Ils doivent définir précisément les domaines qui les empêchent de progresser dans le système commercial mondial.

Le libre accès aux marchés pour les PMA ne devrait plus être la question centrale. Ce sont plutôt ses effets pratiques qui doivent être incorporés dans le système multilatéral.

Si l'OMC sert à défendre les structures de production actuelles, elle échouera.

De nombreux pays en développement ont un avantage comparatif évident dans les domaines de l'agriculture et des textiles.

De nouveaux avantages compétitifs pour les produits manufacturés se font jour.

Ces avantages seront à la base du développement.

L'OMC doit être en mesure de faciliter cette évolution de la production mondiale et ne pas servir d'instrument pour revenir à la protection.

Les choses évoluent rapidement et nous devons donc traiter les nouvelles questions, d'autant que de nouveaux problèmes urgents vont se poser, et se posent déjà.

Mais c'est seulement si elles ont confiance dans le système que toutes les parties se sentiront prêtes à agir de la sorte.
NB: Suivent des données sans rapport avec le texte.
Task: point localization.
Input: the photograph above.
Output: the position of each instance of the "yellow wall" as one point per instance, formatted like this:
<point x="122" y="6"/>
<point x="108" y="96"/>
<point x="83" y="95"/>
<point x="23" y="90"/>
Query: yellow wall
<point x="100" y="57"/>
Il est donc impératif de renforcer la confiance dans le système.

Il serait dangereux d'ignorer la frustration croissante de l'homme de la rue, et il serait faux de croire que la patience nécessaire pour arriver à des progrès soit le signe d'une réticence à respecter les engagements.

Ce sont là des questions complexes pour lesquelles il n'y a pas de solutions faciles.

Mais lorsqu'on est déterminé à trouver ensemble des solutions négociées, la solution n'est pas loin.

L'Afrique du Sud est prête à jouer le rôle qui lui revient dans l'élaboration d'un programme concret et détaillé pour la prochaine réunion ministérielle de façon à relever le défi que pose l'éradication du sous-développement.

Nous pensons que la coopération avec l'OMC, la CNUCED, l'OIT, le PNUD, la Banque mondiale et le FMI est essentielle.

Nous devons avoir un dialogue ouvert et franc pour définir les rôles distincts et conjoints de ces institutions multilatérales très importantes.

On ne peut pas refuser de discuter de problèmes comme les normes du travail, les questions sociales et l'environnement, mais il faut aussi que chacun soit prêt à écouter attentivement avant de se prononcer.

Si les pays en développement pensent qu'il n'y a rien d'autre à gagner que des charges supplémentaires, il sera difficile de traiter ces questions cruciales.

Il y a 50 ans, lorsque les fondateurs du GATT évoquaient le rapport entre le commerce, la croissance et une vie meilleure, rares étaient ceux qui auraient pu prévoir la pauvreté, le dénuement et le chômage que le monde connaît aujourd'hui.

Rares étaient ceux qui auraient pu imaginer que l'exploitation des abondantes ressources mondiales et la croissance prodigieuse du commerce mondial élargiraient le fossé entre riches et pauvres.

Rares encore étaient ceux qui auraient pu prévoir le fardeau de la dette de nombreuses nations pauvres.

Au moment où nous célébrons ce qui a été réalisé dans l'élaboration du système commercial mondial, engageons-nous à ne ménager aucun effort pour travailler ensemble de manière que les principes auxquels nous adhérons tous se concrétisent partout dans le monde.

A l'approche du nouveau millénaire, formons un partenariat pour le développement par le commerce et l'investissement.